Portland-based AJ Fosik creates intricate, vividly colored three-dimensional pieces that reference folk art, taxidermy, and cultural ritual. Fosik’s wall pieces and freestanding sculptures of anthropomorphized animals are carefully crafted from hundreds of pieces of wood that he cuts and paints individually by hand. Once the basic forms are complete, he adds threatening teeth, claws, and eyes to give the objects an intimidating presence. Familiar cultural icons and traditions are re-configured, confronting the viewer with cryptic symbols from overlapping sources.
Fred Stonehouse was born in 1960 in Milwaukee, WI. He received his BFA from UW Milwaukee in 1982. He had his first solo show in Chicago in 1983 and shows regularly in New York at Howard Scott Gallery and in Los Angeles with Koplin/DelRio. He has exhibited in Mexico, Amsterdam, Rome and Berlin. He is currently an Associate Professor of Painting and Drawing at the University of Wisconsin.
Stonehouse is a major figure in Wisconsin art and nationally recognized for his beautifully executed artwork and witty sense of rebellion. His style has a sophistication that reflects his diverse, cross-cultural interests, and outsider and folk art influences. His paintings are a materialization of his nostalgia for familiar cartoon figures of the past, blended with the artist’s own delicate balance of humor, beauty and derangement.
Las Vegas based artist Amy Sol spent her childhood years in Korea. Though the style of her work is greatly influenced by a combination of manga, folk-art, vintage illustration and modern design, she remains a self taught artist.
She has dedicated many years of her life mixing pigments and mediums to achieve a unique color palette of subtly muted tones. The artist works intuitively from the beginning to end of each piece, with the intent that each painting’s theme or message can be interpreted subjectively. Sol’s works are characterized by young maidens in dream-like nature settings with oversized or sometimes fanciful creatures.
Düsseldorf, Germany based artist Roman Klonek combines the styles of classic cartoons and pop advertisements with the medium of woodcut printing. For the past 15 years, the Poland-born artist has constructed pieces made with knives, chisels, and wood, even if his creations have the precision of other methods. These works ape propaganda, construct original monsters, and recall vintage design.

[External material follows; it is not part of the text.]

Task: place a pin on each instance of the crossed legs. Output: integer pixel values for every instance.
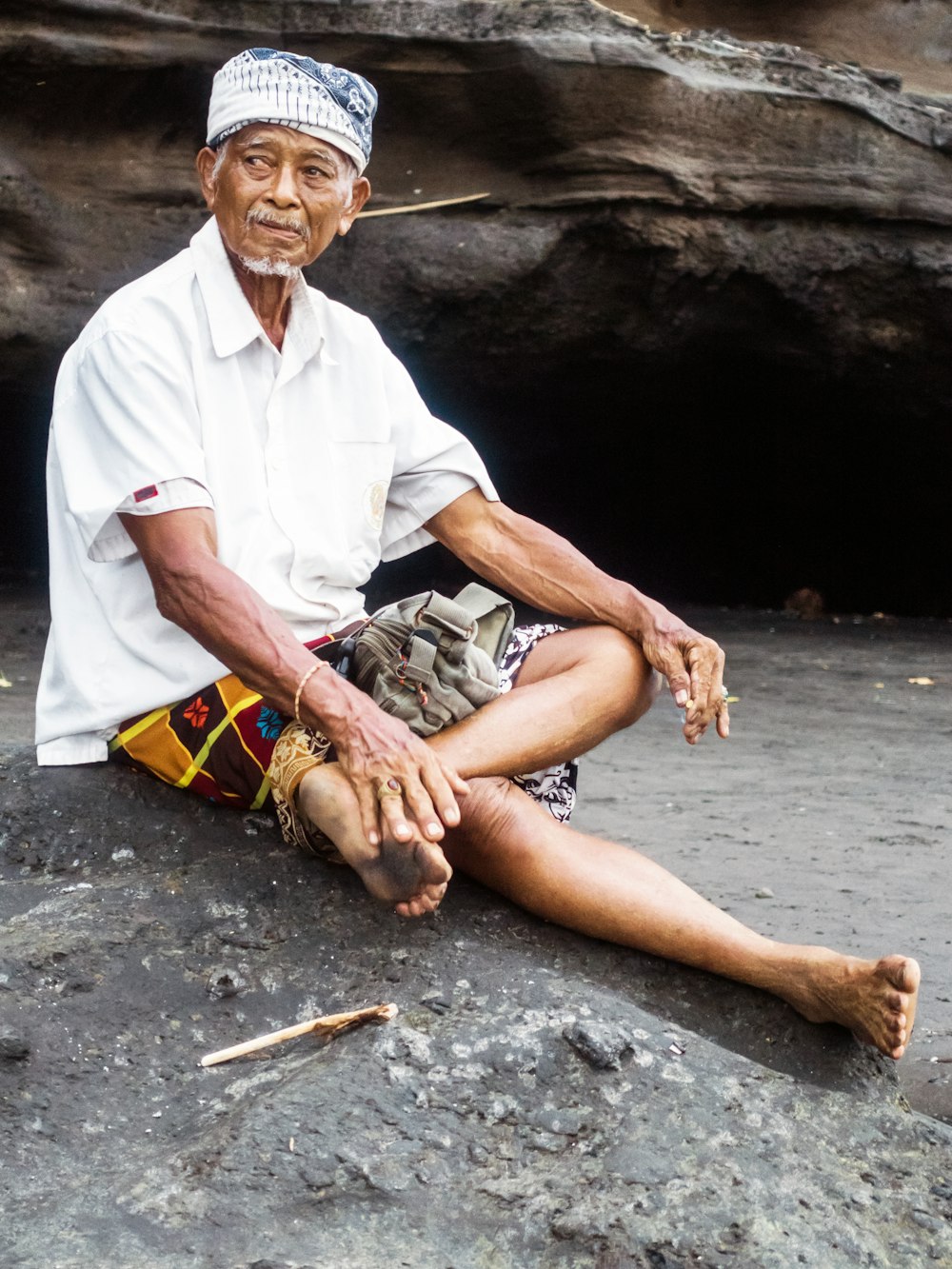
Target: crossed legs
(573, 692)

As a young boy, Roman was hugely drawn to his father’s collection of Polish and Russian Super 8 cartoons, which still provide him with inspiration to this day. Klonek’s creative subconscious conjures up a colourful and eclectic parade of intriguingly whimsical characters, frolicking amidst a geometric wonderland filled with mysterious text and curious situations.
Kristen Liu-Wong is an artist, living in Brooklyn. Her body of work is significant and spans a series of mediums – oil & resined paintings, illustrations, silkscreens, self-published zines, embroidery, glassware and videos. Her themes often reflect a blend of brightly colored folk art, bizarre narratives, sex and violence.

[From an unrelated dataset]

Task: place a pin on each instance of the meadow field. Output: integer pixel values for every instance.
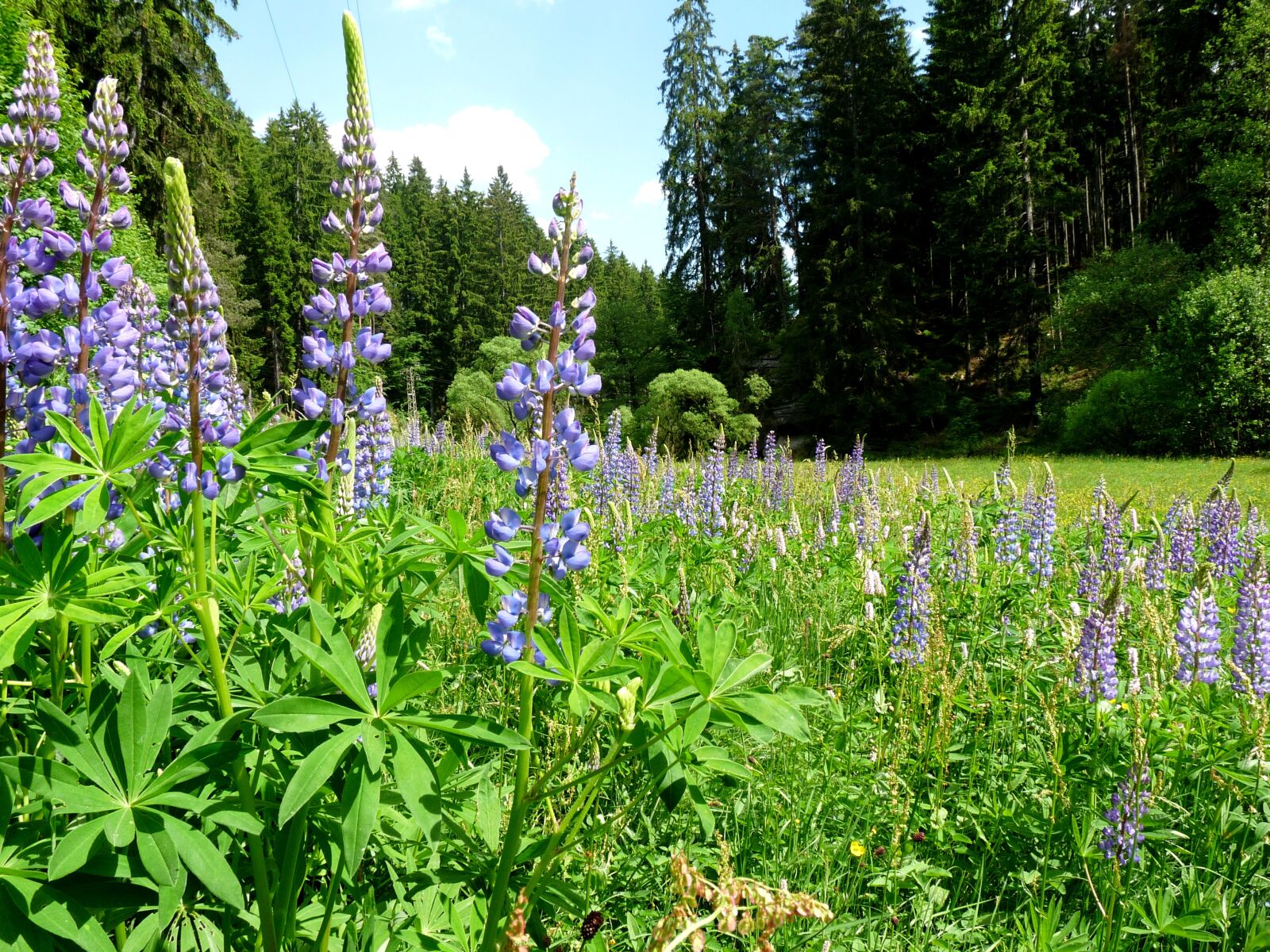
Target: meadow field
(300, 673)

Her work blends everyday occurrences from her life in Brooklyn with abstracted nightmares and crude humor. Trained as an illustrator, she tries to tell a story with every piece she makes, developing a personal and slightly sinister narrative within each painting. Using candy colors, heavy patterning, and tight compositions, the work draws inspiration from American folk art, the cartoons she watched as a kid, and her appreciation for architecture. She is always striving to make work that is highly personal but altered enough to allow individual interpretations to be applied to every story she paints.